Let me share one spot of learning in my recent collection.

This past year I got divorced and the end of that particular path leaves you looking back with very different eyes over every choice you made in that relationship. Definitely plenty of lessons to choose from.

The biggest lesson to come out my marriage was the importance of being deeply honest in all you say, think, and do. I was not honest with myself for years in my marriage; really even at the altar we both knew it was wrong. But somehow you get better and better at hiding your feelings, you believe the lies society and tradition tell you about where you should be on the life check list, and you numb out. It got to point where hiding that honesty was not only damaging the two hearts in the household, but it was also beginning to physically take a toll on my body. Being real and honest, as hard as it may be, regardless of the outcome, is critical in life.

Lesson learned the hard way on that topic...yet life continues to beat forward and now my perspective is crucial. It is far too easy to throw the old behaviors on and act with the blurred thinking of the past. I am trying to remember that Heinz 57 spot. I have so many lessons I gained from 17 years of marriage and to not apply those battling headlong into more conflict in the next relationship would be the same as wrestling with that stuck ketchup when there is a better way.

Easy to listen to fear and what society and "normalcy" say, but let's cut the crap and be honest about the lessons we have gained. Let's admit we've made some mistakes, had some tough things happen, failed at times, even let others and ourselves down, and then we can FINALLY focus on what we learned, those magic spots, and move forward acting with that knowledge.

It is about training yourself up. In my case, I know the damage of not being real and honest; I have to make a conscious choice to train myself anew. I am trying to reverse years of behavior and that means in every area of my life, not just where I first saw it, but in every aspect I need to be as real and honest as I can muster. And so even in this article that I am about to send into cyberspace, I am still going to continue my training, using the lessons I know and act with honesty.
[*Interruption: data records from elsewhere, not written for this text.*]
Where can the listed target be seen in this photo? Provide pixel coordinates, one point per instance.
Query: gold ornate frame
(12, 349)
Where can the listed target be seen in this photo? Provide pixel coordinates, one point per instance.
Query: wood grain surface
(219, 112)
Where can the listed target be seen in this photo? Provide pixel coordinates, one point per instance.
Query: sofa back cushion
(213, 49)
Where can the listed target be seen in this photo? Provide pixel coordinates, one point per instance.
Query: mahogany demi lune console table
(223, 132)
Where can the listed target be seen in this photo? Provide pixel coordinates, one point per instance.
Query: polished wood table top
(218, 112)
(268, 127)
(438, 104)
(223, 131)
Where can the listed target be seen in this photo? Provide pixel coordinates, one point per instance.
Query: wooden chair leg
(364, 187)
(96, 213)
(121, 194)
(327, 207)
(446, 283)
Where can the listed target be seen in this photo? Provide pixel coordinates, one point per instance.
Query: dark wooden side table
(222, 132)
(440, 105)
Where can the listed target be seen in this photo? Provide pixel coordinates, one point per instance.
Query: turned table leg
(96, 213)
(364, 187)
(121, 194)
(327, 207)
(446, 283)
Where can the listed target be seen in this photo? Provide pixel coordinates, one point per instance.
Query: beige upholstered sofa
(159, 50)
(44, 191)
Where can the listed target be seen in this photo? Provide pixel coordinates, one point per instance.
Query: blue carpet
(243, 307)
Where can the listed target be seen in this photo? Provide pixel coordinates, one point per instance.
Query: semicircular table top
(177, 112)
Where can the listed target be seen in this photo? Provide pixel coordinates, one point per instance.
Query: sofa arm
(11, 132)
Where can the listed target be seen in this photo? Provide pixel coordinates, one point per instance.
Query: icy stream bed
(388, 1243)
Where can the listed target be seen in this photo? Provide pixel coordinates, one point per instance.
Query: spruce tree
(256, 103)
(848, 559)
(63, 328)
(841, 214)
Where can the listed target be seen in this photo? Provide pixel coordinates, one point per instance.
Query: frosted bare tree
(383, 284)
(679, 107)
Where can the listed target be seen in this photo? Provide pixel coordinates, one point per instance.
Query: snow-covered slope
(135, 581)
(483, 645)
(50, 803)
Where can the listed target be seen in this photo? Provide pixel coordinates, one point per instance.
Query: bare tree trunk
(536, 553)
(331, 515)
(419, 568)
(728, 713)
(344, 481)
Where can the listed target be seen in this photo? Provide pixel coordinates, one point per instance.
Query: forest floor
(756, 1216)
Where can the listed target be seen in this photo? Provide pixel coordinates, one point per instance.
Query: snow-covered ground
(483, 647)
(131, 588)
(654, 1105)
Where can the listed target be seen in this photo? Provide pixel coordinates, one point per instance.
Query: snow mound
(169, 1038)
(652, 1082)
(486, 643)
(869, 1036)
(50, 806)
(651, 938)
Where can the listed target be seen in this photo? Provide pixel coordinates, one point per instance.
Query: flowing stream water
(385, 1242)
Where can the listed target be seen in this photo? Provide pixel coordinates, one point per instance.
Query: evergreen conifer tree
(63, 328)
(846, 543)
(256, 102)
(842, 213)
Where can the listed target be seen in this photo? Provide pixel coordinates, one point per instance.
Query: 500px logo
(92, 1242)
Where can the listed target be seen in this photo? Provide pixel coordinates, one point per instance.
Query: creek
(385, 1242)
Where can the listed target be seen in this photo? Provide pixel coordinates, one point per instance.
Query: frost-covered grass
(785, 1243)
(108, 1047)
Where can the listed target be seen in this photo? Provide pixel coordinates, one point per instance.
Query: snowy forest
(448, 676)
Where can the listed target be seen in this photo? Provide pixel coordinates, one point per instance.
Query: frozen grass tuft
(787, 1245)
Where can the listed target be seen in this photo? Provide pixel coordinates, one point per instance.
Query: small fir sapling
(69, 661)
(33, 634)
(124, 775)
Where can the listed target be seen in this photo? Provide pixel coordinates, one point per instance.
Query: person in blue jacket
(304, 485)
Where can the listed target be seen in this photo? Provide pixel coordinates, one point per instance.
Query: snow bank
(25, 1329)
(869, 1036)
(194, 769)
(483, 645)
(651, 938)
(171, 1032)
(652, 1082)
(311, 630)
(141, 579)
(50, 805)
And if divorce is a bit too real for you that only tells me you are due for some conversations with yourself.

So here is to the Heinz 57 spot...we've all had incredibly daunting experiences and they will continue to come from time to time, but when the next struggle arrives, take a second before you run head long into battle.  Look back, and see if you haven't already faced similar situations, then dig into those magic tricks and focus on what you have gained walking this life.

We have so much to give, so much heart to live out and yet, we let endless battles drain our passion and love. I'm done shaking that bottle endlessly; there is a spot that works. I am going to walk in the knowledge I have gained and let the struggle go. I feel I am called to be full of joy, not disappointment. Time for "learning from the past" to get the recognition it deserves, after all, I have a life to live, and talent to share. Let's be bold!

Anyone up for burgers? I know a place, and the ketchup is a flowin'!